Jean-Roland Barrère (président de la FDC 40) : Avant de répondre sur la position de la FDC 40, qui est très claire et surtout inchangée depuis l’année de la protection de l'espèce, une première remarque, pouvant même être assimilée à une question, s’impose : d'où sort ce chiffre de 30 000 oiseaux ? On trouve dans la presse divers chiffres allant de 30 000 (LPO) à 50 000 (ASPAS), sans jamais la moindre source citée (publication, méthodologie, dires d'experts ?). C'est pourtant aux yeux de l'opinion publique une question importante. 
Très récemment, une question écrite a été envoyée au Président de la Ligue de Protection des Oiseaux afin qu'il nous apporte un éclairage sur ce point : vous pouvez télécharger au format PDF notre courrier du 26 août 2013, la réponse d’Allain Bougrain-Dubourg du 27 août et notre réaction du 30 août. Ce chiffre de 30 000 oiseaux est, du moins à l'heure actuelle, parfaitement risible, voire burlesque.
La position officielle de la FDC 40 est la suivante : nous acceptons tout à fait la protection du Bruant ortolan telle qu’elle est présentée dans l’annexe I de la Directive 79/409/CEE du Conseil du 2 avril 1979 concernant la conservation des oiseaux sauvages et bien entendu sa déclinaison dans l'arrêté du 17 avril 1981 modifié en 1999 (actuellement l’arrêté du 29 octobre 2009). La FDC 40 reconnaît qu'en l'état actuel des textes, la chasse du Bruant ortolan à la matole est une pratique interdite au regard des textes en vigueur. Il est d’ailleurs facile de se procurer la copie des procédures où la FDC s'est constituée partie civile sur des cas de chasse illicites.

Ecolofil : le chiffre avancé de 30.000 ortolans capturés chaque année provient d'une estimation par rapport aux matoles posées, aucune étude officielle sérieuse n'existant à ce sujet. Pourquoi d'ailleurs n'y en a t'il pas ? On voit mal les ornithologues risquer leur personne à arpenter ces terres hostiles, et on voit mal aussi la FDC 40 et la FNC froisser les braconniers, qui sont sans nul doute également des chasseurs.

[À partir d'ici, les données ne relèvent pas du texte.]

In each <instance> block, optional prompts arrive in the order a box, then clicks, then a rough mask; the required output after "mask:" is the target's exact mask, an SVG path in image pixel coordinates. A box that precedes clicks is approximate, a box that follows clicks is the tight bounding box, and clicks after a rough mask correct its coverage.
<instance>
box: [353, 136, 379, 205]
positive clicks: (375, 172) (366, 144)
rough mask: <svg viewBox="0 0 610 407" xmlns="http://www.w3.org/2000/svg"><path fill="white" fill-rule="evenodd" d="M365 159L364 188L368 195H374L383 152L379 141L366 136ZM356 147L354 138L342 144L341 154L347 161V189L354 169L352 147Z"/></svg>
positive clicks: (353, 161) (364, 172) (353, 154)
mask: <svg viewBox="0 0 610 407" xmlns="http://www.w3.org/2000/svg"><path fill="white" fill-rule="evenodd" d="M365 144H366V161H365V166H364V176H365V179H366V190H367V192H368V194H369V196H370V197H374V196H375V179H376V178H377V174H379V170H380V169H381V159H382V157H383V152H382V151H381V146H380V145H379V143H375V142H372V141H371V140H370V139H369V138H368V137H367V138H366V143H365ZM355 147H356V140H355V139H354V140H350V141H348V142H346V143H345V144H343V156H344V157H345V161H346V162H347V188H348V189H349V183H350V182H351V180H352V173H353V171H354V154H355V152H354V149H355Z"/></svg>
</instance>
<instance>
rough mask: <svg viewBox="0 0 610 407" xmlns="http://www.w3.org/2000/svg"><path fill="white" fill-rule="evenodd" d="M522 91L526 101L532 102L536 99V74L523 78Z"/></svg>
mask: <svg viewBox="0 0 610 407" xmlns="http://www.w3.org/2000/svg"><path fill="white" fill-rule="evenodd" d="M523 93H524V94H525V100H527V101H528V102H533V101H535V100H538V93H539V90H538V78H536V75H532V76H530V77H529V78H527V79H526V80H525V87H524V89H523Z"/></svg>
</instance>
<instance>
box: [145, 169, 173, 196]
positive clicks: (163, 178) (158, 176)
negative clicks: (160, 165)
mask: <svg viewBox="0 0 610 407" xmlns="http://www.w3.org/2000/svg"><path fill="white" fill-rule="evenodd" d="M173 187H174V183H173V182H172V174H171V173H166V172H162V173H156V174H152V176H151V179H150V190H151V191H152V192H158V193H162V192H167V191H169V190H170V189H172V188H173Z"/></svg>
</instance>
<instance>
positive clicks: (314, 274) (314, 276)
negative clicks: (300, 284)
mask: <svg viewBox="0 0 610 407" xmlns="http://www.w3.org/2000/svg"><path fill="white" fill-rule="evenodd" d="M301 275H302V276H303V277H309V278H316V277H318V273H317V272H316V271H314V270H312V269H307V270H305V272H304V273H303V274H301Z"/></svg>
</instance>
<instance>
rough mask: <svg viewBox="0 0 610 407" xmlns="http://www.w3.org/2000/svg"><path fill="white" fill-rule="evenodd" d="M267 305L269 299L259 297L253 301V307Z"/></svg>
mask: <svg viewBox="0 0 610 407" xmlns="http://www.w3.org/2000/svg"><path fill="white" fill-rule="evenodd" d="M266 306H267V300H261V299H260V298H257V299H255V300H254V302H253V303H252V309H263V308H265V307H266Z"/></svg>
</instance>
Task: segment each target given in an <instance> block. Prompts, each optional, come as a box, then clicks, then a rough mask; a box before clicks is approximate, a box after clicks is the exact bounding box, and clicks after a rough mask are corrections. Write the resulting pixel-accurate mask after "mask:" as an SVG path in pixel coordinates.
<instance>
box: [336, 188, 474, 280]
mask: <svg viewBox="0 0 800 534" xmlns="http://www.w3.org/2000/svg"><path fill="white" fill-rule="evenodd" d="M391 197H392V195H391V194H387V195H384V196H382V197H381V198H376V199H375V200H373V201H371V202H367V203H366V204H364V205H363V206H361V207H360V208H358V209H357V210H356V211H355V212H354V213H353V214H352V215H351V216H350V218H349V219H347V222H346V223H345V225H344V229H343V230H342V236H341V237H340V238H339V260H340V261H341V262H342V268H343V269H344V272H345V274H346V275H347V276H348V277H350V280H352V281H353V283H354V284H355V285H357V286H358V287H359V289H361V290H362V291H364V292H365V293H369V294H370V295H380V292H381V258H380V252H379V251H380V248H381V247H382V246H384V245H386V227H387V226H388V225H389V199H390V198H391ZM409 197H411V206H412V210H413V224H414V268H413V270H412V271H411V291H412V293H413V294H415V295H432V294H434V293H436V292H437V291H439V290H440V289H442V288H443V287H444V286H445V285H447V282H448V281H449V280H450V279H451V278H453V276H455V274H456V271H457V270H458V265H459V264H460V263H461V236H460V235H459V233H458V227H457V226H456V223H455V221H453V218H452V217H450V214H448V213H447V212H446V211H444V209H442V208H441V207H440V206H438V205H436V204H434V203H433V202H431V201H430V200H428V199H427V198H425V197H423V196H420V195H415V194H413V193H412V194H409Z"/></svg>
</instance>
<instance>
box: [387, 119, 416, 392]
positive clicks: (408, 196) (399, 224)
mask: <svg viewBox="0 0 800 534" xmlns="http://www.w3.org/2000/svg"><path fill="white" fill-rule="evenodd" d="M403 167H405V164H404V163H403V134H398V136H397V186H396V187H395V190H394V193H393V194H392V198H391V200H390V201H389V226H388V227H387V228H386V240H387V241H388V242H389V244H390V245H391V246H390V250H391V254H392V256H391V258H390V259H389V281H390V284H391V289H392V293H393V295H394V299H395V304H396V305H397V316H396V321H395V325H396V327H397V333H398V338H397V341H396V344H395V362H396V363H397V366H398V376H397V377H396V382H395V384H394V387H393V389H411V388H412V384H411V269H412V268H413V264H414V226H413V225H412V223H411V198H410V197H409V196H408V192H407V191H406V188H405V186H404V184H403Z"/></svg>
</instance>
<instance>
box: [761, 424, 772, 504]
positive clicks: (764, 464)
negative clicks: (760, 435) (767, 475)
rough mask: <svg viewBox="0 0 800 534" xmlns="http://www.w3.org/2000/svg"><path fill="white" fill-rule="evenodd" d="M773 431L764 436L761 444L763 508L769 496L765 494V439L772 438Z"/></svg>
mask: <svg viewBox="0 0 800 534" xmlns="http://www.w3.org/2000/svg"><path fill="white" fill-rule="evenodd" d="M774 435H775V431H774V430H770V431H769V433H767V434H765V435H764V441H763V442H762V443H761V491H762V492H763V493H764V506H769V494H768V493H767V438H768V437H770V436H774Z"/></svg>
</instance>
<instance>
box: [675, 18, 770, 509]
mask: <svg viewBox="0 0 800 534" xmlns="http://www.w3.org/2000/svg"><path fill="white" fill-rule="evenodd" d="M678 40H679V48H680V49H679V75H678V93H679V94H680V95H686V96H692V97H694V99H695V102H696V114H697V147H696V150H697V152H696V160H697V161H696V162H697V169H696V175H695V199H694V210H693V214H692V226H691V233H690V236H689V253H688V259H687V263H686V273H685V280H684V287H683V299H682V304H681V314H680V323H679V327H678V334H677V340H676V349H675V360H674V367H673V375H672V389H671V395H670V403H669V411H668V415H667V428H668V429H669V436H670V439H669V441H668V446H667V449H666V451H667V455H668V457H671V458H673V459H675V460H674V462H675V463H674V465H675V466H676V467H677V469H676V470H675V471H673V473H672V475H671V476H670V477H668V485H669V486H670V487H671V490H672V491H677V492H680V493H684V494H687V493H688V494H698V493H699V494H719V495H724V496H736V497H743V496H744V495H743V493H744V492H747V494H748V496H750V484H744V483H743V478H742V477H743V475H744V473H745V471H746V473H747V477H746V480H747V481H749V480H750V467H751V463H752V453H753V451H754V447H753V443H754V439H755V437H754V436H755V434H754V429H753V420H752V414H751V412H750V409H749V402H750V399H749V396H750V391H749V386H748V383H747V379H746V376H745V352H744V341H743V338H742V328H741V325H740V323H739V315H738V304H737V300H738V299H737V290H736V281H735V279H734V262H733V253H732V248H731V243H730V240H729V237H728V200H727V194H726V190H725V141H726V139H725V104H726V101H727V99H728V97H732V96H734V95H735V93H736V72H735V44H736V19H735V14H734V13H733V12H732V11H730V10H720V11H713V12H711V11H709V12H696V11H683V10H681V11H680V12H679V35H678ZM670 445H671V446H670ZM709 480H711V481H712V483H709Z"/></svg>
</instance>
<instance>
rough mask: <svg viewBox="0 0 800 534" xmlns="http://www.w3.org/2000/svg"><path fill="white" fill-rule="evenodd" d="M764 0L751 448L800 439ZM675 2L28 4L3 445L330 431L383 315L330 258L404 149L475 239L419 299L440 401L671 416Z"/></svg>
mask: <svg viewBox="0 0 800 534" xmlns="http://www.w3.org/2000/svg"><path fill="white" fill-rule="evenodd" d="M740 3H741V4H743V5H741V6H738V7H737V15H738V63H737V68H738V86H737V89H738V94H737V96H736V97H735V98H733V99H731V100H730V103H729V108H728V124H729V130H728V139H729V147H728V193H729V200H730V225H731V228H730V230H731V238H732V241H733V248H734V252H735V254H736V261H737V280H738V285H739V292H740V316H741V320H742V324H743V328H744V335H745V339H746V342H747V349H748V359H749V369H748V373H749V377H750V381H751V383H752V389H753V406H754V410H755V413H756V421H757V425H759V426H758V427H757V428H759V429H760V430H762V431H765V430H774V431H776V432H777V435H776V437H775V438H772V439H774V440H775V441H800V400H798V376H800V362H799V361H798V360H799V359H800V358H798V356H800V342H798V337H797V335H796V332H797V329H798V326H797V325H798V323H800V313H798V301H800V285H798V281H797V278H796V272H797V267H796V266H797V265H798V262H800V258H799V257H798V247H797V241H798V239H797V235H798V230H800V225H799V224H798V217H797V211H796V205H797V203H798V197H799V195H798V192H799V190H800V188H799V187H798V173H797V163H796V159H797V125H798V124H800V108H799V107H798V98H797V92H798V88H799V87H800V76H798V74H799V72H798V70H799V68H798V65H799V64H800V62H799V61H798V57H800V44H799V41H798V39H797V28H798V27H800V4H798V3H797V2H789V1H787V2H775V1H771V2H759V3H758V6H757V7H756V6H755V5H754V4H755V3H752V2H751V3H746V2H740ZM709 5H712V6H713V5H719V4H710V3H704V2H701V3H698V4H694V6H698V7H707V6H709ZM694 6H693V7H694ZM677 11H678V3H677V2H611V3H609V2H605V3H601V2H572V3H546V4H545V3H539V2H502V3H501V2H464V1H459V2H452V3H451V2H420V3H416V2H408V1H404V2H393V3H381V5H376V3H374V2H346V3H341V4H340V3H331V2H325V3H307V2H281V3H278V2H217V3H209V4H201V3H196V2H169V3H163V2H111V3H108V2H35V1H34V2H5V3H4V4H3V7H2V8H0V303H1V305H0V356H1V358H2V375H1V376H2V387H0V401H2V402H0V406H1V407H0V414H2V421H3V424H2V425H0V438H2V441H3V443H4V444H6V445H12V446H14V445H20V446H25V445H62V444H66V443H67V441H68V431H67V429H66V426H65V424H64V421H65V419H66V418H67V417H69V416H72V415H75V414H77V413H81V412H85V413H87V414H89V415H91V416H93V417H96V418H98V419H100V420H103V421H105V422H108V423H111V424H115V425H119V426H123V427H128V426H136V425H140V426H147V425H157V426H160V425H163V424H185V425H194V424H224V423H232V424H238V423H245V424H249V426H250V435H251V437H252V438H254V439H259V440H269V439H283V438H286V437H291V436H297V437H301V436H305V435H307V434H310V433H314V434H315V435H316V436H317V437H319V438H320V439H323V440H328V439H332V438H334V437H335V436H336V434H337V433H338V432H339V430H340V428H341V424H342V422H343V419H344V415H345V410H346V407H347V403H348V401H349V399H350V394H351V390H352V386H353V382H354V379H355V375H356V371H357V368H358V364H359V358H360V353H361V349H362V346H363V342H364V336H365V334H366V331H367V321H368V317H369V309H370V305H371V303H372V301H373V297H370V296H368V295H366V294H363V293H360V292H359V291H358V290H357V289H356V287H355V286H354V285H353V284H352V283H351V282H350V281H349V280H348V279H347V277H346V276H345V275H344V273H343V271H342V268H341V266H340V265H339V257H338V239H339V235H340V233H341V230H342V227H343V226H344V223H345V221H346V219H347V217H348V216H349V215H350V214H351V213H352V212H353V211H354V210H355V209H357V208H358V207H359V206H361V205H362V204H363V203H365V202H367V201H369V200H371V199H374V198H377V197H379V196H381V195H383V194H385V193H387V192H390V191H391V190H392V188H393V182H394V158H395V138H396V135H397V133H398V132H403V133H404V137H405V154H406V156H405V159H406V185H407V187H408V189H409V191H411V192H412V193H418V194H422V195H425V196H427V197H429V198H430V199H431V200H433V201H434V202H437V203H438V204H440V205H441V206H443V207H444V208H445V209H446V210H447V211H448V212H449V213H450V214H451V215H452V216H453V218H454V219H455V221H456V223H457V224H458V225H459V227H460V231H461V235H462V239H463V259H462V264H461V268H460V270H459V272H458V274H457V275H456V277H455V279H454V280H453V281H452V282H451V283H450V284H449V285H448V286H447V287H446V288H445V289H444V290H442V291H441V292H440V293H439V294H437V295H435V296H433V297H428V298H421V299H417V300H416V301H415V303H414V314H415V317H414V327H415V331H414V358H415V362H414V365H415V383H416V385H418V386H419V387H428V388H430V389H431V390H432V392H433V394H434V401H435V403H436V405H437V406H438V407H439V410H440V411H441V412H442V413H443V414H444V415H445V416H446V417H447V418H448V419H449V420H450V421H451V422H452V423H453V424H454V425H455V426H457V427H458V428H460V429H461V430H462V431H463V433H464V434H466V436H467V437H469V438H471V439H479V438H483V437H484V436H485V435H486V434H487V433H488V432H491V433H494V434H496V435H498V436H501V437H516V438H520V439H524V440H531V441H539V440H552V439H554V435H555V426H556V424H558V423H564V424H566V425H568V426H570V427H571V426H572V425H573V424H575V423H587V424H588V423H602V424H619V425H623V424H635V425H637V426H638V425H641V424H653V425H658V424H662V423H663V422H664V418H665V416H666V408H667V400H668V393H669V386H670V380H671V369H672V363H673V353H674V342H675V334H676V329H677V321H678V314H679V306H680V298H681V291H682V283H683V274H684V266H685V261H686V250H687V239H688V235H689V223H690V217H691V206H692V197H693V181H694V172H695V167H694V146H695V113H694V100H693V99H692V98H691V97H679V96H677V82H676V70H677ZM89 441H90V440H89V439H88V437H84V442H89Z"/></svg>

Ornithomédia : Que pensez-vous de l'action médiatique d'Allain Bougrain-Dubourg (LPO) et du CABS (Committee Against Bird Slaughter) du 31 août 2013, au cours de laquelle des oiseaux ont été libérés ?

Jean-Roland Barrère : La FDC 40 n'est jamais intervenue pour ou contre ces actions, essentiellement médiatiques. Doit-on y voir une utilité pour ces associations ? La fédération fait simplement remarquer que tous les oiseaux récupérés n'ont pas été relâchés (voir certains reportages télévisés et la page Facebook de la LPO) et qu’ils ont été transportés sans autorisation de transport vers un centre dont nous ne savons pas s’il dispose de toutes les autorisations nécessaires. Peut-on réclamer l'application de la loi quand on la bafoue soi-même ? 
Concernant les militants du CABS, leurs méthodes (NDLR : certains ont détruit des matoles) peuvent cependant inciter à réfléchir tant sur le fond que sur la forme. Qu'il n'y ait eu aucun incident est un miracle !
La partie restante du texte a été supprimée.